Trends in groundwater changes driven by precipitation and anthropogenic activities on the southeast side of the Hu Line
Author(s) -
Kai Li,
Xueke Li,
Xinping Long
Publication year - 2021
Publication title -
environmental research letters
Language(s) - English
Resource type - Journals
SCImago Journal Rank - 2.37
H-Index - 124
ISSN - 1748-9326
DOI - 10.1088/1748-9326/ac1ed8
Subject(s) - groundwater , environmental science , precipitation , nexus (standard) , china , climate change , water cycle , water resources , physical geography , water resource management , geography , ecology , geology , meteorology , oceanography , geotechnical engineering , archaeology , computer science , biology , embedded system
Groundwater resources consumption and management play a crucial role in food-energy- water nexus. However, the trends in groundwater storage variability and its attribution remain unclear because of the combined effects of climatic and anthropogenic terms.
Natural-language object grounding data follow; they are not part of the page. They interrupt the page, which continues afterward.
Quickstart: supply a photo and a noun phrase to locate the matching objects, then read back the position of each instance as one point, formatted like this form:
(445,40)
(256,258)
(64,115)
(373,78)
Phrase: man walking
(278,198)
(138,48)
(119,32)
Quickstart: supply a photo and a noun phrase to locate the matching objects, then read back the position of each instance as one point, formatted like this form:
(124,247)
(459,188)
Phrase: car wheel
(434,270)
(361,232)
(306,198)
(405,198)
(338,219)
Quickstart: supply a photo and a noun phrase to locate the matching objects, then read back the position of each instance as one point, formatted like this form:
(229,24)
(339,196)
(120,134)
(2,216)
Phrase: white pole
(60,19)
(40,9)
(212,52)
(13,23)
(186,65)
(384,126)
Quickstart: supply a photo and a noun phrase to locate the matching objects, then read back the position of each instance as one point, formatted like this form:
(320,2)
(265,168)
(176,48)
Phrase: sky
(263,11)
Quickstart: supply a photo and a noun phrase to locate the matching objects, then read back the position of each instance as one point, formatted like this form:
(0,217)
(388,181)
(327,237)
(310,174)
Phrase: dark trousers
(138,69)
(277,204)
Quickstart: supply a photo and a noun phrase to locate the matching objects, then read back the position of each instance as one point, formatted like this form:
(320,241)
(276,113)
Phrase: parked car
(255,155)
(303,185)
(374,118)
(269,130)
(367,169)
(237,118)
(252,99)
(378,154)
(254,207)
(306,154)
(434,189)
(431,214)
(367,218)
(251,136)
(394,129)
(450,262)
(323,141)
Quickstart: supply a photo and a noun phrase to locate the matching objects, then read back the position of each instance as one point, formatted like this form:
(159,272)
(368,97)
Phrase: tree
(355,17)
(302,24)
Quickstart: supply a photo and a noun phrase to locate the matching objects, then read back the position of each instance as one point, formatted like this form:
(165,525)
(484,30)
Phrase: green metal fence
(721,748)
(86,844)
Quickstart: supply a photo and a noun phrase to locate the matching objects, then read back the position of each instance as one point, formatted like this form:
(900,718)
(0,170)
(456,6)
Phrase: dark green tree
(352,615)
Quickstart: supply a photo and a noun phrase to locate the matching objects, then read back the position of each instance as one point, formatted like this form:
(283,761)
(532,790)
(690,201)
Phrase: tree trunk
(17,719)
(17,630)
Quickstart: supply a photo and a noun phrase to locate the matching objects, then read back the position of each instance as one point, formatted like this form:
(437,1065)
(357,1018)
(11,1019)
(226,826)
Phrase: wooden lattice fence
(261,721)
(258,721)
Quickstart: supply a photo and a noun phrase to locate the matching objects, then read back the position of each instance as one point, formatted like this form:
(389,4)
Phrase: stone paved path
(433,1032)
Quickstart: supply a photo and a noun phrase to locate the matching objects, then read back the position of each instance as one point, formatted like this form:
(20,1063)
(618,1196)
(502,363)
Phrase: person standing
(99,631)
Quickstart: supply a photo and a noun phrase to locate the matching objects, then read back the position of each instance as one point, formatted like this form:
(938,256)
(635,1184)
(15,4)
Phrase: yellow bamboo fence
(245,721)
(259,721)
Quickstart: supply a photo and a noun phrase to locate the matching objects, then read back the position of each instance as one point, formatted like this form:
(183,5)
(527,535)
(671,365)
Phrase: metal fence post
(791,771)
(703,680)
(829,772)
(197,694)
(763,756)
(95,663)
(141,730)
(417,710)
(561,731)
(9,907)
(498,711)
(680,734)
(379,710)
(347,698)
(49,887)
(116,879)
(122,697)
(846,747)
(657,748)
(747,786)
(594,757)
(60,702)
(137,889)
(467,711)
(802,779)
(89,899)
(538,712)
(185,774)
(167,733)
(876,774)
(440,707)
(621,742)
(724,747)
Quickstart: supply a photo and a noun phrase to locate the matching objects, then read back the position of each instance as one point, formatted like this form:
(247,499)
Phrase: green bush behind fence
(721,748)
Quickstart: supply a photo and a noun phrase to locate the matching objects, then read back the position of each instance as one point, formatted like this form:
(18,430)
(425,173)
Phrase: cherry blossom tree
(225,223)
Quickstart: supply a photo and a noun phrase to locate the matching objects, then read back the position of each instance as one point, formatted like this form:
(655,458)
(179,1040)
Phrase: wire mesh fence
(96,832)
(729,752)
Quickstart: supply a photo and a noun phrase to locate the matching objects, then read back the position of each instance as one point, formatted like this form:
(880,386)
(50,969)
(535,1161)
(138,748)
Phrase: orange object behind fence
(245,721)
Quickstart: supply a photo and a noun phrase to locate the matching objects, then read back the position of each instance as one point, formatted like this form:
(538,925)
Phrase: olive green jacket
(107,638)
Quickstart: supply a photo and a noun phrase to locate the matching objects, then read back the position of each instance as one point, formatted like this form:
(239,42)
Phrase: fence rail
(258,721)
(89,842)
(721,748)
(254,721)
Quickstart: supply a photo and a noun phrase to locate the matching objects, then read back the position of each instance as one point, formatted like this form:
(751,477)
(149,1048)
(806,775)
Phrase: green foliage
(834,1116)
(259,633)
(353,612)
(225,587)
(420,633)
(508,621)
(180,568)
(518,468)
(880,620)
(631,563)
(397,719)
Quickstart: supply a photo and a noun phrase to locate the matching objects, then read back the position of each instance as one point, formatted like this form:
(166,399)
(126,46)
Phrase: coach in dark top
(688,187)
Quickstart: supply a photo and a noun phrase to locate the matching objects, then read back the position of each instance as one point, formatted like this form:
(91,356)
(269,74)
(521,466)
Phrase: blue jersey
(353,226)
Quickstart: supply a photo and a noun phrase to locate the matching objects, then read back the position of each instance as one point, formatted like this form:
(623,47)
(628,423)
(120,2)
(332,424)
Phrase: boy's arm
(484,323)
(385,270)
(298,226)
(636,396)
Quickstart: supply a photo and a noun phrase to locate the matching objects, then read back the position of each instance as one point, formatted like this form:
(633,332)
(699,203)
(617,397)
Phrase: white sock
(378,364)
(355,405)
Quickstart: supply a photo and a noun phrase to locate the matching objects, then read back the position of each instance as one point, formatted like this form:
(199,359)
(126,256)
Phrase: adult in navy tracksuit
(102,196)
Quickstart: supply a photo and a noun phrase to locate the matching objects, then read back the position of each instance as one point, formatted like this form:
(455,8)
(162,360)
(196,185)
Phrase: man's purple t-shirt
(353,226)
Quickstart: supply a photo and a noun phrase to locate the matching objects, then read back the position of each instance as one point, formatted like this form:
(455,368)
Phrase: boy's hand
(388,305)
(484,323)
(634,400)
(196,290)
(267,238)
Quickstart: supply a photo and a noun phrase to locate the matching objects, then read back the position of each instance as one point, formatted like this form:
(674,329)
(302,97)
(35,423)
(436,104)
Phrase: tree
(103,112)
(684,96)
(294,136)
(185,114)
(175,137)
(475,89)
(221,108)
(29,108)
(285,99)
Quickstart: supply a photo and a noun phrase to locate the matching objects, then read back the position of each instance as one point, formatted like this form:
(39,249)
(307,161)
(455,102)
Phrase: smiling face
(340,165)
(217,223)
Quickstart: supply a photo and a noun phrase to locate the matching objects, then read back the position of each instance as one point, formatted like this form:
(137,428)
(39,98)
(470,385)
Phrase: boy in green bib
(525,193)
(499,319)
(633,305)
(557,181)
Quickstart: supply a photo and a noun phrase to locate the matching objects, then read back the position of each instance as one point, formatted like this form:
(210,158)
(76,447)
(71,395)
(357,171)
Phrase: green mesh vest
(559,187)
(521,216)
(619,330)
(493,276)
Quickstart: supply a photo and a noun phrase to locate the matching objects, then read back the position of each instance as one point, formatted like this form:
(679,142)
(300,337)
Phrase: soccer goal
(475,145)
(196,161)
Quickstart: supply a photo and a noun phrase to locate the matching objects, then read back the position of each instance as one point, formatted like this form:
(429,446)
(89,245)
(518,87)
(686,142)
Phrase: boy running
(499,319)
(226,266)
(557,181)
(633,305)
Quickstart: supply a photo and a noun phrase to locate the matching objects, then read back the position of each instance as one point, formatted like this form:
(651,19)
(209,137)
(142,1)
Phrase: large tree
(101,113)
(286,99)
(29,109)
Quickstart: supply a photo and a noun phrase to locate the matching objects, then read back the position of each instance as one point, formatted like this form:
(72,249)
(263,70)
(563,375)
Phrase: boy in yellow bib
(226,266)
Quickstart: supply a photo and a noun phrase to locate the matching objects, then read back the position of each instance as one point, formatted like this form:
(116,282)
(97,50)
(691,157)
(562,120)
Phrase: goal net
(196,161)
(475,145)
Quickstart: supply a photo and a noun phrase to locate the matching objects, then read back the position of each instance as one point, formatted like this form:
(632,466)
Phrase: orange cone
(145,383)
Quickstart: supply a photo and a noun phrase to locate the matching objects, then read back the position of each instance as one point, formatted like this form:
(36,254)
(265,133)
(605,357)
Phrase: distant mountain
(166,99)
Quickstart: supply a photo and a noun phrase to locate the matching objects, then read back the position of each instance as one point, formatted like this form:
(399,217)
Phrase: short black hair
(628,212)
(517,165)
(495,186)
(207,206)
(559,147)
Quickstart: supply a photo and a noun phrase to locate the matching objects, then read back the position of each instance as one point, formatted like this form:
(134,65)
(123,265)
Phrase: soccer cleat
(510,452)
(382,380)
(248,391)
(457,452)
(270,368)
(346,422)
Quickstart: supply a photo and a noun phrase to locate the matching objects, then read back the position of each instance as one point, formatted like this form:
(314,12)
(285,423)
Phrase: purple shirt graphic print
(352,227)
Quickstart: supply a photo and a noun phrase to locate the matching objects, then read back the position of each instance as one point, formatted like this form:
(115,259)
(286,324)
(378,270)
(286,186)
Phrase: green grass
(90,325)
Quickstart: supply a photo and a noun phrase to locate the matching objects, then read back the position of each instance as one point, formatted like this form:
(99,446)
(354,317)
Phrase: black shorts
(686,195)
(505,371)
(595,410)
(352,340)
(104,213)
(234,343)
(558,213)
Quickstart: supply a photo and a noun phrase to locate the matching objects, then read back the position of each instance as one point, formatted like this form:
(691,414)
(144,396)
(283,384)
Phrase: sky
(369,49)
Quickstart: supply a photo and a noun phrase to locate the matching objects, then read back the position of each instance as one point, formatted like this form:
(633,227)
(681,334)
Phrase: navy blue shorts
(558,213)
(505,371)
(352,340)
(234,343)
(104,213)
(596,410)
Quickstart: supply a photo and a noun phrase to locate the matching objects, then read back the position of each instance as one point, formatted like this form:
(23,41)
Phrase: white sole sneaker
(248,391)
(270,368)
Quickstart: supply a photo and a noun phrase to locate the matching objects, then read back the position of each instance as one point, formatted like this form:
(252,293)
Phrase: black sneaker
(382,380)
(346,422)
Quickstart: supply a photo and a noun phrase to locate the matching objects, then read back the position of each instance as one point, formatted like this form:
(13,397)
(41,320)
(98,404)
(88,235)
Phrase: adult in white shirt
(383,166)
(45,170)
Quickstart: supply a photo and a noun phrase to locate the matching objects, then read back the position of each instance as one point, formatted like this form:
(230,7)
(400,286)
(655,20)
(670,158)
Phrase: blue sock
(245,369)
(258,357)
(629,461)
Here we use satellites and monitoring well observations to reveal the trends in groundwater storage change (GWSC), which exhibits geographical heterogeneity over the southeast side of the Hu Line in China during 1979–2012. The GWSC in northern China showed a slight decrease from 1979 to 1997, and the declining pattern extended to surrounding regions from 1998 to 2012. A considerable fraction of the GWSC trend can be attributed jointly to precipitation variations and human water usage. The anthropogenic factors that are primarily associated with socioeconomic development contribute to ∼31% of the variability in GWSC. Water management policies carried out in recent years reasonably explain the recovery of GWSC across regions with declining groundwater in 2013–2019. A positive trend in GWSC is further projected (2020–2029), though with uncertainties.